Jede Beziehung entwickelt über die Zeit Regeln und Gewohnheiten im Schenken. Im besten Fall lernt man mit jedem Jahr mehr, wie man gelungen beschenken kann. Das sieht für jede und jeden sicherlich anders aus. Der amerikanische Paar- und Beziehungsberater Gary Chapman unterscheidet daher fünf Sprachen der Liebe: Lob, Quality-Time, Geschenke, Hilfsbereitschaft und Zärtlichkeit. So kann ein Mensch, der vor allem über Hilfsbereitschaft beschenkt werden kann, vermutlich mehr damit anfangen, überraschend sein Auto geputzt und gesaugt vorzufinden, als neue Bettwäsche geschenkt zu bekommen.
Interessant finde ich dabei, dass nicht jedes Geschenk einen materiellen Wert haben muss, um eine echte Freude auszulösen. Ein ernst gemeintes Lob, eine herzliche Umarmung oder eine ausgeräumte Spülmaschine können genauso perfekte Geschenke sein wie eine Reise oder eine lang gewünschte Handtasche. Eine Sache steht fest: Je besser ich also die Liebes-Sprache des anderen kenne, desto sicherer kann ich mir über mein Geschenk sein.

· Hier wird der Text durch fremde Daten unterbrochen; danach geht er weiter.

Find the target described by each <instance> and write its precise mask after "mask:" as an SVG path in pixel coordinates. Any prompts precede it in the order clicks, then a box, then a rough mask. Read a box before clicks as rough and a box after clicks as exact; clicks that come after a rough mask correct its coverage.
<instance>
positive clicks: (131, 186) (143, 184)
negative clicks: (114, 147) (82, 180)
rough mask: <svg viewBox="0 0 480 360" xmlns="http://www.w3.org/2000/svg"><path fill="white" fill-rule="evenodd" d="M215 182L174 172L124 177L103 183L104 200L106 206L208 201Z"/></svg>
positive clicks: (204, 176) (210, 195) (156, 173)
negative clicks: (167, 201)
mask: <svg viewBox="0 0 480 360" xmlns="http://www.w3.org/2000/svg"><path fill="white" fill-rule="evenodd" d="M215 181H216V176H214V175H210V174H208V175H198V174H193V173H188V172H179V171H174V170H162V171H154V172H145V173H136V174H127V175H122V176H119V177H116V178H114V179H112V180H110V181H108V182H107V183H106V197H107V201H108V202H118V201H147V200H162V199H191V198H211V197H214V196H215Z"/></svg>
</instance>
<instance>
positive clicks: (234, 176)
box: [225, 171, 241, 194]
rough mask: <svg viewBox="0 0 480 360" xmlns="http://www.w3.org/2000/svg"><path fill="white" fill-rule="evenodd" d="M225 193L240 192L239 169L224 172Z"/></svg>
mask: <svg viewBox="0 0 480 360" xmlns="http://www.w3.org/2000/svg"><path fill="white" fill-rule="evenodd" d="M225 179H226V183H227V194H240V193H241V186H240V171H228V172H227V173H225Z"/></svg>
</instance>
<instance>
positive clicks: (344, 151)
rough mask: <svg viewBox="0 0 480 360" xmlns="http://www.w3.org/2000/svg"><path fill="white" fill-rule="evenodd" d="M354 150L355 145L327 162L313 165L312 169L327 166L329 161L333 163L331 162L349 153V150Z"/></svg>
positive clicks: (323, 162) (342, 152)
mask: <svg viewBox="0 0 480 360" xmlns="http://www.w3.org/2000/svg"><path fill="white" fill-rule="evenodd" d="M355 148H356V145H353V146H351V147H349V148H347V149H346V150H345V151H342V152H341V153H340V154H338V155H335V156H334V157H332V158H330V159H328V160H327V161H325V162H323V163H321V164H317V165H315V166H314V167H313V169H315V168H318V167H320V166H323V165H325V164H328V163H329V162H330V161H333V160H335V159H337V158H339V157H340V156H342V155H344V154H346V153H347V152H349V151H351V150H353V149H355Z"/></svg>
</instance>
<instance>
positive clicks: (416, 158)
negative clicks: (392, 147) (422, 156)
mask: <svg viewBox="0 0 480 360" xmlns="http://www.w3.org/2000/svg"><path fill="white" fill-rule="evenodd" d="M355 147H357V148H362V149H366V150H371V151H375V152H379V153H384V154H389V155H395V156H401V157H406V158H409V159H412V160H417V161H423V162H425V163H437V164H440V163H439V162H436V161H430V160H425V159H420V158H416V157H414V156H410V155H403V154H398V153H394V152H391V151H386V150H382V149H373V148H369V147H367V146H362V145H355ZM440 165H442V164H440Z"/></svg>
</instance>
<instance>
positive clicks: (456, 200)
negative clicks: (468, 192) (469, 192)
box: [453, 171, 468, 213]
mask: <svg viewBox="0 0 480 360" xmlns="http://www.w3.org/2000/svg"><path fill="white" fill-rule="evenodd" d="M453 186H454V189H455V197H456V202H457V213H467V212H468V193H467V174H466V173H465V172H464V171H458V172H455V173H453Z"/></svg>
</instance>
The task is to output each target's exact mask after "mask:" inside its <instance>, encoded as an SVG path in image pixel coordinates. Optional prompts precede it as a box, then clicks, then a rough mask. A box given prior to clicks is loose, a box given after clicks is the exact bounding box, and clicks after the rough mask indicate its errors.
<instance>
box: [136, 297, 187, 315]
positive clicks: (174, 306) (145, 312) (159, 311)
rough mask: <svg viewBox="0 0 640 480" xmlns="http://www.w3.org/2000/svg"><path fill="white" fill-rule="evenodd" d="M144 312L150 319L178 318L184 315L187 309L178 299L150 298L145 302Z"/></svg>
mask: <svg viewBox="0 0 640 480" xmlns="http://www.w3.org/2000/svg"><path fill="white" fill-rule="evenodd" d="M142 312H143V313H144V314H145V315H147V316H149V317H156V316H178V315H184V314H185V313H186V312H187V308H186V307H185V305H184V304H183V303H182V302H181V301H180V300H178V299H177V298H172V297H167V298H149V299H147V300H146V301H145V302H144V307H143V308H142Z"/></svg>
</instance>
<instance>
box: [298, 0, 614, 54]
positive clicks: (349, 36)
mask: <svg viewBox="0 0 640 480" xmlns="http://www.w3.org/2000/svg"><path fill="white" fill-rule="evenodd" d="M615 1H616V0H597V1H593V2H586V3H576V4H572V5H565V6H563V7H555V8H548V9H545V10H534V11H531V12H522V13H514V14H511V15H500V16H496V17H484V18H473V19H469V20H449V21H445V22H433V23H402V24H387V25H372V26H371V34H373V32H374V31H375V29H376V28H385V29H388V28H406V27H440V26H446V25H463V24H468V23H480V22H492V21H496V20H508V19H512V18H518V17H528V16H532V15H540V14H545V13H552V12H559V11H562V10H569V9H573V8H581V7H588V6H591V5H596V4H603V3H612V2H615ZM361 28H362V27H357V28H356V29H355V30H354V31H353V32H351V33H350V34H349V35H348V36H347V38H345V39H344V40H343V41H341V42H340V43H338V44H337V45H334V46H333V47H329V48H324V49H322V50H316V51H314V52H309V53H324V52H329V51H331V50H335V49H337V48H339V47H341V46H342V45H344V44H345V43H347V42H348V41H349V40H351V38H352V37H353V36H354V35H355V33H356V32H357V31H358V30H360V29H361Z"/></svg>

Auch die Gründe, warum in unserer Familie die Regel des „Nichts-Schenkens“ eingeführt wurde, können helfen, die Liebes-Sprache der Schwester herauszufinden: War es praktisch nicht möglich, alle immer zu beschenken, weil die Familie so groß ist? Ist es meiner Schwester besonders wichtig, dass keine „unnützen“ Sachen gekauft werden? Gab es schon mal schlechte Erfahrungen mit unwillkommenen Geschenken?
Gelungene Geschenke sagen auf der Symbol-Ebene: „Ich kenne dich und ich will dir eine Freude machen. Nach deinen Bedingungen.“ Habe ich zum 60. Geburtstag also wirklich etwas gefunden, das der Liebes-Sprache meiner Schwester entspricht? Ja? Prima! Darf ich es also schenken? Ja klar!
PS: Ganz sicher kann man wahrscheinlich trotzdem nicht sein. Menschen verändern sich – niemand bleibt 60 Jahre gleich. Auch das „lieb-gemeinteste“ Geschenk kann und darf natürlich abgelehnt werden. Auch für eine Ablehnung sollte ich also vorbereitet sein. Und: Auch diese hilft wieder, die Schwester besser zu verstehen, neu zu lernen, was sie braucht und welche Liebes-Sprache sie spricht.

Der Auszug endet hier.